Identification of Tol-Car. Tol-Car was identified in rat livers after administration of Tol. LC-MS/MS of Tol-Car ([M]+ at m/z 401) eluting at 15.5 min gave fragment ions at m/z 342, 258, 254, 144, and 119 as shown in Fig. 3, in which assignment of the fragment ions is also shown. Further evidence for the proposed fragmentation pattern came from LC-MS3 analysis of m/z 401
342 (Fig. 4), which gave fragment ions at m/z 258 ([Tol + H]+), m/z 240 ([Tol – H2O + H]+), and m/z 119 ([CH3(C6H4)CO+]). This MS3 spectrum was similar to an MS/MS spectrum of Tol. Accurate mass measurements gave an [M]+ at m/z 401.2087 consistent with an elemental composition corresponding to that of Tol-Car (+2.7 ppm). Finally, a synthetic standard of Tol-Car coeluted and showed the same MS/MS characteristics as that observed from analysis of the liver extracts.
|
|
Identification of Tol-O-G, Tol-Tau, and Tol-Gly. Tol-O-G and Tol-Tau were identified as described previously (Olsen et al., 2003a). In brief, for the most abundant Tol-O-G isomer, one intense fragment ion of Tol-O-G ([M + H]+ at m/z 434) was observed at m/z 258 ([Tol + H]+) which, by MS3 (m/z 434 258), gave one intense fragment at m/z 119 ([CH3(C6H4)CO]+). This isomer was assumed to be the 1-O-isomer. The most intense MS/MS fragment for the other isomers was a loss of water in positive and negative ionization mode. In negative ionization mode, MS/MS of the most abundant isomer ([M – H]– at m/z 432) gave fragment ions at m/z 175 (19%, [glucuronic acid – H2O – H]–) and m/z 193 (100%, [glucuronic acid – H]–). Accurate mass measurements showed that the [M + H]+ was 434.1454 Da, which is consistent with the m/z value of protonated Tol-O-G with an accuracy of 1.8 ppm.
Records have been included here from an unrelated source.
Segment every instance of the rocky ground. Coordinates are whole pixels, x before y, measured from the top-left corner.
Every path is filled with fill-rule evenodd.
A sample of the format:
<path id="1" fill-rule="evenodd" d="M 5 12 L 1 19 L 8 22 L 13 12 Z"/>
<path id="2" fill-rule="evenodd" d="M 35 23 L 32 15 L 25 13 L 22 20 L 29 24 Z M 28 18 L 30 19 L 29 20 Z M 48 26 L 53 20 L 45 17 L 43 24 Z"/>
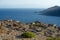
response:
<path id="1" fill-rule="evenodd" d="M 21 34 L 30 31 L 36 38 L 21 38 Z M 46 37 L 60 37 L 60 27 L 39 21 L 21 23 L 16 20 L 0 20 L 0 40 L 46 40 Z"/>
Tol-Tau was identified in rat livers by LC-MS/MS. The retention time and MS/MS fragmentation patterns in positive and negative ionization modes of a synthetic standard were in accordance with that obtained from analysis of liver samples. The formation of Tol-Gly was also studied, but this metabolite was only observed at levels below the limit of quantification (0.6 nmol/g liver).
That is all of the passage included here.